The short answer is: No MDOP solution extends or affects the Windows XP Lifecycle end-of-life date for support. That date is firm and will not change. April 8, 2014 – as per the reference here: http://www.microsoft.com/en-us/windows/endofsupport.aspx
MED-V Version 1
MED-V Version 1 is technically still in support however, only MED-V V1 workspaces containing the Windows XP operating system are. Even though MED-V V1 did temporarily allow for the use of Windows 2000 workspaces on Windows 7 when released in 2009, it did not extend the support date for Windows 2000 instances beyond the end of 2010. Since mainstream support for MED-V v1 ends on August 10, 2013 (per http://support.microsoft.com/lifecycle/search/default.aspx?sort=PN&alpha=desktop+virtualization&Filter=FilterNO) there is no confusion as there is with MED-V V2 since MED-V V1 will already be out of support by the time 2014 arrives. If customers running MED-V V1 have not already started looking for alternative means of application remediation going forward for Windows 7 and/or Windows 8, the time to start thinking about that is now. Note: MED-V (any version) is not supported on Windows 8.
MED-V Version 2 and Virtual PC for Windows 7
MED-V version 2 will be supported until December 4, 2016 (per http://support.microsoft.com/lifecycle/search/default.aspx?sort=PN&alpha=desktop+virtualization&Filter=FilterNO.)

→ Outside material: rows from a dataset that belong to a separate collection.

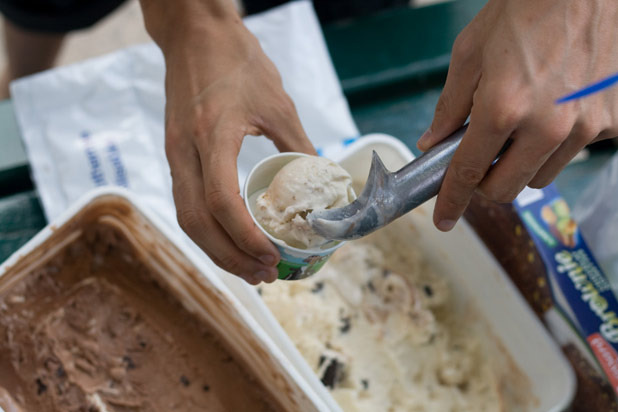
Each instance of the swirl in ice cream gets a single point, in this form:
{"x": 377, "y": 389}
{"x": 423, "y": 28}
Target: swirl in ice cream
{"x": 306, "y": 184}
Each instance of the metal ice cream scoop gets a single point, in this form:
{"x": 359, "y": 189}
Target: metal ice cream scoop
{"x": 387, "y": 195}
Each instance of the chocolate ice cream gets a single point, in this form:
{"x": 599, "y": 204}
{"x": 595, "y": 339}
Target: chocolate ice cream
{"x": 94, "y": 329}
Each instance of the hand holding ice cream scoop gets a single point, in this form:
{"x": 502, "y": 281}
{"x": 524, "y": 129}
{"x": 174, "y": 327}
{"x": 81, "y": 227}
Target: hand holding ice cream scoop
{"x": 281, "y": 191}
{"x": 304, "y": 185}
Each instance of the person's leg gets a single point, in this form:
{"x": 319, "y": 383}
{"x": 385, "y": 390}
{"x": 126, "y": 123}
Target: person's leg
{"x": 27, "y": 52}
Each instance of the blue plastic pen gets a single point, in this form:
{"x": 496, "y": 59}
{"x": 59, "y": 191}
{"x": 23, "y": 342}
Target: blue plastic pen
{"x": 591, "y": 89}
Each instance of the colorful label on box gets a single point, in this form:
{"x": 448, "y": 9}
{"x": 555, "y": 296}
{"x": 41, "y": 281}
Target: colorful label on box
{"x": 579, "y": 286}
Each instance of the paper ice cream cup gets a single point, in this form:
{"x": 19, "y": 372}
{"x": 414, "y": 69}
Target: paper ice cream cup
{"x": 295, "y": 263}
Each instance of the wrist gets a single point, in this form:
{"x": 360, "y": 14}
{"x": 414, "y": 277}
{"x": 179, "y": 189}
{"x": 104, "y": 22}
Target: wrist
{"x": 172, "y": 26}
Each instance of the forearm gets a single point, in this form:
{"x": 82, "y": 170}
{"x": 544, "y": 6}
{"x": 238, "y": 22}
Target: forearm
{"x": 168, "y": 22}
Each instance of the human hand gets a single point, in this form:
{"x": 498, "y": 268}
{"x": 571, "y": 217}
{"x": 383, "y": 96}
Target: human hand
{"x": 220, "y": 86}
{"x": 508, "y": 67}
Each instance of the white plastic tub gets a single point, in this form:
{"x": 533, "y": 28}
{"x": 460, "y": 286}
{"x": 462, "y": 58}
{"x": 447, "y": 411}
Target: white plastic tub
{"x": 190, "y": 278}
{"x": 476, "y": 278}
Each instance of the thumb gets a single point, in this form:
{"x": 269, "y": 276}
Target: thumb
{"x": 455, "y": 102}
{"x": 286, "y": 130}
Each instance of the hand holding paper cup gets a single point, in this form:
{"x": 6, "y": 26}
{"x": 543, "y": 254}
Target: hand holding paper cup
{"x": 279, "y": 193}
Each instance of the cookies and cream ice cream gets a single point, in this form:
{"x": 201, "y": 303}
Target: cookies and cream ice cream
{"x": 94, "y": 329}
{"x": 304, "y": 185}
{"x": 381, "y": 329}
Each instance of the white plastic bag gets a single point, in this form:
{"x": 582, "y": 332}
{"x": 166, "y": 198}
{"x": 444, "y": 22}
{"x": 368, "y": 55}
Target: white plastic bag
{"x": 100, "y": 121}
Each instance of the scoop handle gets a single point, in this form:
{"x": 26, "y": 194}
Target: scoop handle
{"x": 420, "y": 180}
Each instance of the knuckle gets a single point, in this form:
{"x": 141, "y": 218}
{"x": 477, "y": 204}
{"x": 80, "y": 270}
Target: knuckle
{"x": 589, "y": 130}
{"x": 500, "y": 195}
{"x": 217, "y": 201}
{"x": 467, "y": 174}
{"x": 505, "y": 117}
{"x": 285, "y": 106}
{"x": 173, "y": 137}
{"x": 443, "y": 107}
{"x": 539, "y": 182}
{"x": 555, "y": 133}
{"x": 245, "y": 240}
{"x": 189, "y": 219}
{"x": 463, "y": 47}
{"x": 450, "y": 202}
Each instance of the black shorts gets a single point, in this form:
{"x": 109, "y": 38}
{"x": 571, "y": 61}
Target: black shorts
{"x": 56, "y": 16}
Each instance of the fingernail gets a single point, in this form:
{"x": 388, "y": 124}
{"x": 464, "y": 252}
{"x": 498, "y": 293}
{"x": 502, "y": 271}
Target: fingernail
{"x": 446, "y": 225}
{"x": 261, "y": 275}
{"x": 424, "y": 140}
{"x": 268, "y": 260}
{"x": 272, "y": 276}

What this means is the actual MED-V and VPC7 code will be supported beyond the Windows XP EOL date – but the Windows XP code will not be. In essence, the host machine’s software will be fully supported until that date but no security or critical updates will be released for the guest operating system (other than potentially code fixes for elements pertaining to the MED-V guest agent.) Remember, MED-V is designed to only serve as a temporary solution for remediation. The end game should be the modernization or replacement of the application(s) in question. Also take heed the same applies for Windows XP Mode.
So the big question . . .
Finally, the last question I am always asked is: What do you recommend our end game date for leveraging MED-V should be?
My honest answer has never wavered: April 8, 2014 – if not sooner.
If you are experiencing issues with MED-V published applications or startup programs such as:
- Hidden dialogs (intentional or unintentional)
- Pop-up or child windows not displaying correctly
You may notice that some of those issues are resolved with many known fixes in Windows 7. Additional Recommended Updates for MED-V 2.0 that Address Application Issues http://blogs.technet.com/b/medv/archive/2011/07/20/additional-recommended-updates-for-med-v-2-0-that-address-application-issues.aspx
Even with the fixes in place, you may notice there are still some application dialogs that are opened in an application running in the guest but are hidden from the user and will prevent the user from interacting with the application. When this happens, use the following workaround to troubleshoot/facilitate use:
- Open a MED-V application on the desktop or select an active application
Use the following key combination CTRL+ALT+Pause
To return back to the MED-V Experience use the same key combination.
This allows you to get to the MED-V workspace desktop and see all open dialogs and applications.